Define \begin{align} z&=x+iy,\\ \bar{z}&=x-iy, \end{align} which yields \begin{align} \frac{\partial}{\partial x}&=\frac{\partial}{\partial z}+\frac{\partial}{\partial\bar{z}},\\ \frac{\partial}{\partial y}&=i\left(\frac{\partial}{\partial z}-\frac{\partial}{\partial\bar{z}}\right). \end{align}
Thanks to these relations, we have \begin{align} u_x&=u_z+u_{\bar{z}},\\ u_y&=i\left(u_z-u_{\bar{z}}\right),\\ u_{xx}&=u_{zz}+2u_{z\bar{z}}+u_{\bar{z}\bar{z}},\\ u_{xy}&=i\left(u_{zz}-u_{\bar{z}\bar{z}}\right),\\ u_{yy}&=-\left(u_{zz}-2u_{z\bar{z}}+u_{\bar{z}\bar{z}}\right). \end{align} As a consequence, $$ a_1u_{xx}+2a_2u_{xy}+a_3u_{yy}+b_1u_x+b_2u_y+cu=0 $$ is equivalent to \begin{equation} \left(a_1+2ia_2-a_3\right)u_{zz}+2\left(a_1+a_3\right)u_{z\bar{z}}+\left(a_1-2ia_2-a_3\right)u_{\bar{z}\bar{z}}+\left(b_1+ib_2\right)u_z+\left(b_1-ib_2\right)u_{\bar{z}}+cu=0.\tag{1} \end{equation}
Now, for rotational transformation, we have $$ z\to e^{i\theta}z $$ for some $\theta\in\left[0,2\pi\right)$. Under this transformation, it is straightforward that Eq. $(1)$ becomes \begin{equation} e^{-2i\theta}\left(a_1+2ia_2-a_3\right)u_{zz}+2\left(a_1+a_3\right)u_{z\bar{z}}+e^{2i\theta}\left(a_1-2ia_2-a_3\right)u_{\bar{z}\bar{z}}+e^{-i\theta}\left(b_1+ib_2\right)u_z+e^{i\theta}\left(b_1-ib_2\right)u_{\bar{z}}+cu=0.\tag{2} \end{equation}
Finally, note that the rotational invariance is equivalent to the arbitrariness of $\theta$. Hence compare Eqs. $(1)$ and $(2)$, and the invariance implies the following cases.
- If $c\ne 0$, the invariance forces \begin{align} a_1+2ia_2-a_3&=0,\\ a_1-2ia_2-a_3&=0,\\ b_1+ib_2&=0,\\ b_1-ib_2&=0. \end{align} These results indicate that $a_1=a_3$ and $a_2=b_1=b_2=0$, as is expected.
- If $c=0$ and $a_1+a_3\ne 0$, obviously the same result apply, and we still have the expected conclusion.
- If $c=0$ and $a_1+a_3=0$ and $a_1+2ia_2-a_3\ne 0$ (i.e., $a_1+ia_2\ne 0$), we have \begin{align} a_1-2ia_2-a_3&=0,\\ b_1+ib_2&=0,\\ b_1-ib_2&=0, \end{align} which, however, do not admit any real solution: the four equalities yield $a_1=a_2=0$ and violate the condition $a_1+ia_2\ne 0$.
- If $c=0$ and $a_1+a_3=0$ and $a_1+2ia_2-a_3=0$, these conditions lead to $a_1=a_2=a_3=0$, making the equation no longer second order.
To sum up, the desired conclusion is completely proven.
- Solutions to the Laplace equation and harmonic functions are exactly the same.
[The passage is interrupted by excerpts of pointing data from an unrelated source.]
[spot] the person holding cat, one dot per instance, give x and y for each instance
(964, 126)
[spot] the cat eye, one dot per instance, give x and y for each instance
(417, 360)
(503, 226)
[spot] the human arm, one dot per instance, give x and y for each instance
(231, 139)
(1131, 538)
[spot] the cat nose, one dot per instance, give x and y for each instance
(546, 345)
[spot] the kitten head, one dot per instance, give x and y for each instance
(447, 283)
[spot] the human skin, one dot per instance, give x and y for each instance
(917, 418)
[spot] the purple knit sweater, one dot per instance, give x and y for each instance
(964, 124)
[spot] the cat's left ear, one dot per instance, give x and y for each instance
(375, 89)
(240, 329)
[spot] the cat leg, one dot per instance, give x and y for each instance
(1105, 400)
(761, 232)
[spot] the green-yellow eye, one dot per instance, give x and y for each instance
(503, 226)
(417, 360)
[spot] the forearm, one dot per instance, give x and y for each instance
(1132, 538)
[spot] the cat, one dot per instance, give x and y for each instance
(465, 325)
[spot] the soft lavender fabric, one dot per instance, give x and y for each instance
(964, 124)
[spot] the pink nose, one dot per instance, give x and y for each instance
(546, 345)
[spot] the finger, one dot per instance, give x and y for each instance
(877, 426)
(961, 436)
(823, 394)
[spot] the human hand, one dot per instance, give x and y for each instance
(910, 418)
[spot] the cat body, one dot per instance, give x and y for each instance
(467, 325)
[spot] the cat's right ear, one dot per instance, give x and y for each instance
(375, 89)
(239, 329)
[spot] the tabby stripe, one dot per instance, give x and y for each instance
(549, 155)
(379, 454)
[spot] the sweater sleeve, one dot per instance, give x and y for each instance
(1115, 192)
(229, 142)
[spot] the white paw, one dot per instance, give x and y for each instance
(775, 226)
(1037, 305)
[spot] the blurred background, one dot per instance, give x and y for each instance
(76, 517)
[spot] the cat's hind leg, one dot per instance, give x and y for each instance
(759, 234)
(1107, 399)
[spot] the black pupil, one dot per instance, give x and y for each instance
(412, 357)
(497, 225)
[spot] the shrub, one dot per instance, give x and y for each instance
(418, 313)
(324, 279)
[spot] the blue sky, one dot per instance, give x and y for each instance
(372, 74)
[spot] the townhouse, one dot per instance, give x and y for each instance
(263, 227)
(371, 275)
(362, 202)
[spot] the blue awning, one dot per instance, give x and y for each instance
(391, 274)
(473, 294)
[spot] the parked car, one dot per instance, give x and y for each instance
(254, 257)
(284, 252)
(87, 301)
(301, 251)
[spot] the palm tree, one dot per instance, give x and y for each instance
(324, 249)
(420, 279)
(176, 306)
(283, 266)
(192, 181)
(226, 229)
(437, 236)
As you mentioned, one way to define the harmonic functions is to take them as the solutions to the Laplace equation.
- Harmonic functions are not necessarily radial. Radial harmonic functions are called the fundamental solutions to the Laplace equation. In 2-D, it is $\log r$; in 3-D, it is $1/r$. These solutions are essential, and can be made use of to construct Green functions to help solve Poisson equations.
- Let $f$ be a harmonic function, and suppose it yields a separation of variables as $f(r,\theta)=F(r)\Theta(\theta)$. Then $F$ complies with a radial equation, and $\Theta$ is called a spherical harmonic function. These functions are essential in, say, quantum mechanics.
- In general, $f$ can be expressed as $$ f=\sum_nF_n\Theta_n, $$ where each $F_n$ complies with a radial equation, and each $\Theta_n$ is a spherical harmonic function. This expression can be obtained by solving the Laplace equation by separation of variables.